En plus des fonctions de sécurité, ces solutions comprennent des fonctions de gestion des appareils mobiles. Elles permettent ainsi de prendre le contrôle d’un appareil à distance afin d’effectuer une mise à niveau ou d’autres tâches de maintenance ou d’assistance technique. Par exemple, il est possible d’émettre des alertes à l’intention des administrateurs. On peut aussi établir des rapports d’utilisation grâce à diverses informations, notamment les appels effectués et les minutes d’utilisation pendant les heures de pointe et en dehors de ces heures. Dès lors, ces rapports permettent d’optimiser l’usage des appareils et de vérifier si les forfaits auxquels l’entreprise souscrit sont les plus avantageux, entre autres possibilités.

En outre, les fonctions administratives serviront à établir l’inventaire du parc d’appareils mobiles de l’organisation; à vérifier la durée de vie restante de la batterie de chaque appareil; à gérer le cycle de vie des appareils; à remplacer ceux qui sont moins performants; ou à décider s’il est temps ou non de renouveler le parc.

Sensibilisation nécessaire

Selon les politiques établies et les conditions d’utilisation mises en place, les organisations doivent choisir soigneusement la solution de gestion des appareils mobiles convenant le mieux à leurs affaires. Puisque plusieurs fournisseurs – grands et petits – proposent de telles applications, on doit comparer les différentes possibilités. Certaines solutions s’installent dans le réseau d’entreprise, d’autres sont offertes en mode infonuagique. Malgré la diversité de l’offre, ces applications demeurent relativement nouvelles et peu d’entreprises encore les utilisent.

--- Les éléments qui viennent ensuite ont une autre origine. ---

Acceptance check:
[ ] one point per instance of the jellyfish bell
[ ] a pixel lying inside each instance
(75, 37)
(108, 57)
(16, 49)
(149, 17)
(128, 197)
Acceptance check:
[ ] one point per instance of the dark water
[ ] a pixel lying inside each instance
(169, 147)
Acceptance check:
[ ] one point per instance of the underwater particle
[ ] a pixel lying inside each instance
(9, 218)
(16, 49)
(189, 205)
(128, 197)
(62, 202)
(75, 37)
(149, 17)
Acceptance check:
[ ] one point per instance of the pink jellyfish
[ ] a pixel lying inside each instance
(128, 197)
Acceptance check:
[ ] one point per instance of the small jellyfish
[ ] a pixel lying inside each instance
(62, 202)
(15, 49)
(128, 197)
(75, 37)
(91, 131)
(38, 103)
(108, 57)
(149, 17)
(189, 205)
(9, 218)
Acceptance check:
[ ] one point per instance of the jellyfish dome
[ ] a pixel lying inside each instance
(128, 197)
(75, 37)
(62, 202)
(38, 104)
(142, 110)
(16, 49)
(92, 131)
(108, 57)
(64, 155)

Elles sont toutefois promises à un bel avenir; dans un récent sondage, 90 % des gestionnaires consultés disent vouloir mettre en œuvre de nouvelles applications mobiles en 2011. Près de la moitié d’entre eux croient que la gestion efficace de ces applications constitue une haute priorité. Selon la firme Research and Markets, la valeur du marché mondial des solutions MDM atteindra 391,3 millions de dollars en 2014.

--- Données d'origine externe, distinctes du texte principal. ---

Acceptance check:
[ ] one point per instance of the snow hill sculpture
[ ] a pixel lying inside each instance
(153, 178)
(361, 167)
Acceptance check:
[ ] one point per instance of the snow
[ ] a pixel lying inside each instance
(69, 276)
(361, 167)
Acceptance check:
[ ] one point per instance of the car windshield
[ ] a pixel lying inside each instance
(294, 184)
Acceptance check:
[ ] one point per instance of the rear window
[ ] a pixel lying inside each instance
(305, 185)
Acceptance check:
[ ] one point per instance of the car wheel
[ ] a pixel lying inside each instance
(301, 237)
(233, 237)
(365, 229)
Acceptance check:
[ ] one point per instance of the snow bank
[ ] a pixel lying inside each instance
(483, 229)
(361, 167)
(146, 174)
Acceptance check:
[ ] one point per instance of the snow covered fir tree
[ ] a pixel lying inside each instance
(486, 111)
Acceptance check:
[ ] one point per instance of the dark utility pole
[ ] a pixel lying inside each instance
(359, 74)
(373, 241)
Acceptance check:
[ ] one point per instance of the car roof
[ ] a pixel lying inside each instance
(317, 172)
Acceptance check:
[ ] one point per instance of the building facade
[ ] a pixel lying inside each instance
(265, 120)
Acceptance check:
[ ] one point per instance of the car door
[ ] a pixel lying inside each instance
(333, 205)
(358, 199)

Ces solutions se répandent cependant plus vite aux États-Unis qu’au Québec. Ici, un travail de sensibilisation important reste à faire. Déjà, les entreprises de services-conseils qui sont engagées de façon sérieuse dans ce domaine ont mené des bancs d’essai afin de déterminer quelles solutions sont les plus susceptibles d’aider leurs clients. Comme c’était le cas au moment où Internet a commencé à proliférer, les organisations doivent apprendre à définir des politiques d’utilisation et à composer avec les enjeux de la mobilité à l’aide de programmes de sensibilisation fermement appuyés par la haute direction.

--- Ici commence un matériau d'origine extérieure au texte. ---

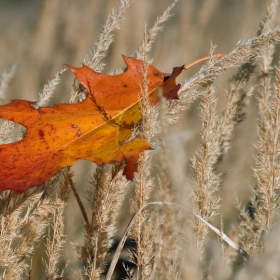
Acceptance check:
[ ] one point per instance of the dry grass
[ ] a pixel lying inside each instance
(208, 146)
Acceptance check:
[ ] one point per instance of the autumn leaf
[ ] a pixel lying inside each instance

À titre d’exemple, les dirigeants devront déterminer si les utilisateurs sont autorisés à se brancher sur un réseau non sécurisé; à activer le mode itinérance de leur téléphone lors de leurs déplacements; à utiliser sans restrictions les sites de téléchargement d’applications; à établir des ponts entre différents appareils; ou à se servir de l’appareil photo ou des fonctions Bluetooth de leur appareil mobile. Il est nécessaire aussi de communiquer clairement et efficacement les directives pertinentes à l’ensemble du personnel.

On connaît aujourd’hui l’importance d’un coupe-feu et d’un antivirus en réseautique, mais cette reconnaissance a été chèrement acquise. Combien de virus ont infecté nos ordinateurs sans rencontrer de résistance avant que ne se généralise l’utilisation de mesures de sécurité fondamentales? La mobilité se trouve actuellement au même stade. Mieux vaut être proactif et éviter que des perturbations importantes ne viennent compromettre la bonne marche des affaires courantes par suite d’une utilisation négligente des appareils mobiles.